The same senators who added trillions to the debt with massive tax cuts for the rich are now complaining about debt — while trying to make those tax cuts permanent.

As Senate Republicans complain that President Joe Biden’s $2.25 trillion American Jobs Plan would add too much to the national debt, some are acknowledging that their own party bears some responsibility for that record debt. But they have been mum on what spending or tax cuts they regret backing.

Senate Minority Leader Mitch McConnell said last Thursday the massive infrastructure proposal would get no Republican votes at all.

“That package that they’re putting together now, as much as we would like to address infrastructure, is not going to get support from our side,” the Kentucky Republican vowed.

A day earlier, he called the bill a “Trojan horse” that would “be more borrowed money, and massive tax increases on all the productive parts of our economy.”

Sen. Rick Scott of Florida, who chairs the National Republican Senatorial Committee, used a similar argument, blasting the bill as Biden’s “plan to increase America’s debt.”

But nearly a third of the nation’s $28 trillion-plus debt came during Donald Trump’s administration. While some of that was emergency spending to address the COVID-19 pandemic, much of it preceded that and resulted from GOP policies of tax cuts and spending increases.

The Washington Post noted Thursday that a handful of Republican senators have admitted recently that the Trump administration and congressional Republicans share responsibility for the largest debt in American history.

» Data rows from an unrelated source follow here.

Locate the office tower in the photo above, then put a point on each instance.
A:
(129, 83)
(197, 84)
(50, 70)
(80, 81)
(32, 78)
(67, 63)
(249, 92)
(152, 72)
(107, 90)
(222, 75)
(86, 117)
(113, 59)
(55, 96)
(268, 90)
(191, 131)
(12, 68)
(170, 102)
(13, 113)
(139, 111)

“I don’t think anybody has a very good record for the last decade on this,” Roy Blunt of Missouri told Fox News on Sunday.

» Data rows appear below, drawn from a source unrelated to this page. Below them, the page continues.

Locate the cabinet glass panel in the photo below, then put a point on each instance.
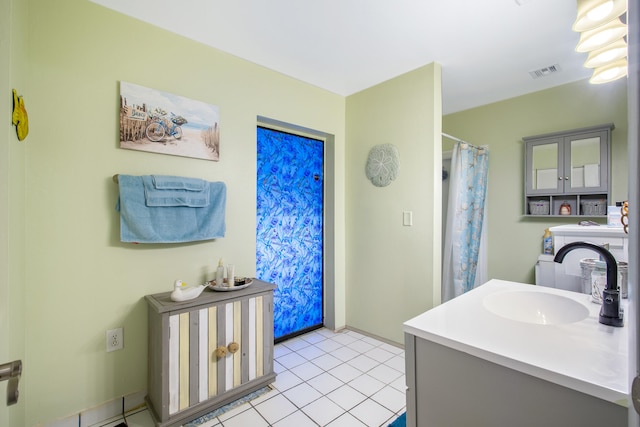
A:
(585, 163)
(545, 166)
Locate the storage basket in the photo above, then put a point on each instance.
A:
(594, 207)
(539, 207)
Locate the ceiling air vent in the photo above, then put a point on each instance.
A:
(543, 72)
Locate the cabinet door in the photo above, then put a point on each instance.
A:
(586, 163)
(544, 163)
(242, 331)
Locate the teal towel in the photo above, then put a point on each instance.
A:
(140, 223)
(169, 182)
(175, 196)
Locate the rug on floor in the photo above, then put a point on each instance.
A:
(401, 421)
(229, 406)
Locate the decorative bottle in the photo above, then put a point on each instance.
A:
(547, 242)
(220, 273)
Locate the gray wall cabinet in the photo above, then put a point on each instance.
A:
(568, 173)
(209, 351)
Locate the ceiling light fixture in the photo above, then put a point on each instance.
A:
(593, 13)
(610, 53)
(610, 72)
(602, 35)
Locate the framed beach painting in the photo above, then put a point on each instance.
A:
(161, 122)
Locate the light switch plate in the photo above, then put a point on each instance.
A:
(407, 218)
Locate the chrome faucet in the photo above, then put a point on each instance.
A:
(611, 313)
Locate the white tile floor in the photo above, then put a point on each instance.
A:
(324, 379)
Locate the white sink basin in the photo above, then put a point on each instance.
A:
(535, 307)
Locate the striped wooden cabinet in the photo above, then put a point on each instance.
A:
(209, 351)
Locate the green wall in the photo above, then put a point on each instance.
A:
(516, 241)
(13, 71)
(80, 279)
(394, 270)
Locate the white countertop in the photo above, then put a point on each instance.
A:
(586, 356)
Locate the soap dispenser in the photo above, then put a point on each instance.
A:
(220, 274)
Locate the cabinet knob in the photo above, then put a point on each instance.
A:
(233, 347)
(221, 352)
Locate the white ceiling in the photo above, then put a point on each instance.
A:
(486, 47)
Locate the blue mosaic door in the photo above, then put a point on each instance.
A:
(289, 227)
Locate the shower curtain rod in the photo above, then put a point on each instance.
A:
(446, 135)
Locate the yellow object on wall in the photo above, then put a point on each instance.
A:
(19, 117)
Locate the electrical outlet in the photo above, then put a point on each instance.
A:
(115, 339)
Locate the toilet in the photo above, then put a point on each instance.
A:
(568, 275)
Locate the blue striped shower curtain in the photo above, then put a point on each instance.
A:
(464, 236)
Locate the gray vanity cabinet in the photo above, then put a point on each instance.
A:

“Republicans and Democrats alike have been responsible for increasing the spending, but it’s always Democrats wanting to spend more than the Republicans,” said Ohio’s Rob Portman in March.

“To some degree that’s true. I mean the previous administration, debt and deficits weren’t a high priority for them,” Minority Whip John Thune conceded a few days earlier, asked about the Trump-era debt increase.

And days before the November 2020 election, Ted Cruz of Texas told Axios that he wished “that it was a higher priority for the president to rein in spending and the debt,” while falsely claiming that Trump “didn’t run, principally, on reining in spending and the deficit and debt. That’s not what he promised to do.” Cruz pledged that deficit reduction would become a GOP priority again after the election.

The American Independent Foundation reached out to each of the four senators to ask what specific tax cuts or spending legislation that contributed to the historic debt they regretted backing. None immediately responded.

But all four voted for Trump’s 2017 Tax Cuts and Jobs Act, which massively reduced taxes for big corporations and the wealthiest Americans and increased the national debt by an estimated $1 trillion to $2 trillion over a decade.

All four also voted in February for an unsuccessful budget amendment that would have made the individual tax cuts permanent, further increasing the budget deficit.

Cruz is currently the lead sponsor of a stand-alone bill to do the same thing.

Blunt, Portman, and Thune also voted to increase the debt by more than $1 trillion during the George W. Bush administration by backing his tax cuts. They also voted to add another nearly $2 trillion by backing the Iraq War.